My female sheikh, Huda al Habash, also went into exile shortly after the war began. I watched videos of young girls I knew from her mosque, many of them teenagers, marching as gunfire sprays in the background. I do not know when I shall see her again. Nor do I know where my old neighbor, the Baron is: though I have watched news of bombs going off near my old house, where St. Paul was thrown from his horse. Just as I have watched news of nearly every neighborhood I walked in being bombed. Even the Iraqi refugees I know have returned to Baghdad, where it is safer than the Damascus where they once sought refuge.
The monastery of Deir Mar Musa is largely empty, the monks and nuns in great danger isolated in the desert. In a nearby church, hundreds of families, most of them Muslim, have sought shelter, all of them fleeing violence and seeking food and warmth during the cruel winter. The villages I knew around the monastery have been the sites of some of the fiercest fighting of recent months, in a war that has now taken an estimated 130,000 lives. Barely a week goes by when I don’t learn of a place I once knew that has now been destroyed: a city street, a market, a church or mosque. Recently I saw a picture of a bridge collapsed into the water, and it took me a moment to remember that I had stood on that bridge, that very bridge, collapsed into water.

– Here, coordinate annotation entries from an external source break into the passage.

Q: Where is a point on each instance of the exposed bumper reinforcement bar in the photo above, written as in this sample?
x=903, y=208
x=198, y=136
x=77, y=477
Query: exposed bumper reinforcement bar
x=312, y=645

If I am glad that I wrote The Bread of Angels it is to remind myself, and perhaps others, that a different Syria once existed— no, that it exists still, somewhere under the rubble of war. Somewhere beneath this madness is a country that welcomed a stranger, a girl alone, from an enemy country, and embraced her and gave her a home. Surely this place still exists, of only in the hearts of those who once made it so—surely there is resurrection, even in the midst of these horrors—there must be. I will never give up hope that the shattered bridge will be recovered from the waters, and rebuilt, and we will cross it. Until then, I am glad to share the lessons and stories of friends, my neighbors, and my beloved teachers—one Christian, one Muslim. May we at least meet in these pages, and say: we are so very blessed, so lucky to know you— if only for a moment. Inshallah, we will meet again.
Stephanie Saldaña is an author and Lecturer in Literature at Al-Quds Bard College in the West Bank. She has lived in the Middle East for much of the last thirteen years, where she has worked extensively on Muslim –Christian dialogue, with a focus on Syria. She has worked as a journalist in Lebanon, and was a Fulbright Islamic Civilizations scholar in Syria. Her book The Bread of Angels, a memoir of her experience in Syria, was released by Doubleday in 2010, and she is currently at work on her second book, entitled The Country Between.
2 Replies to “Stephanie Saldaña – Reflections on Damascus”
This is truly beautiful. ‘For fear comes when blessings come.’ I have written that down. Thank you.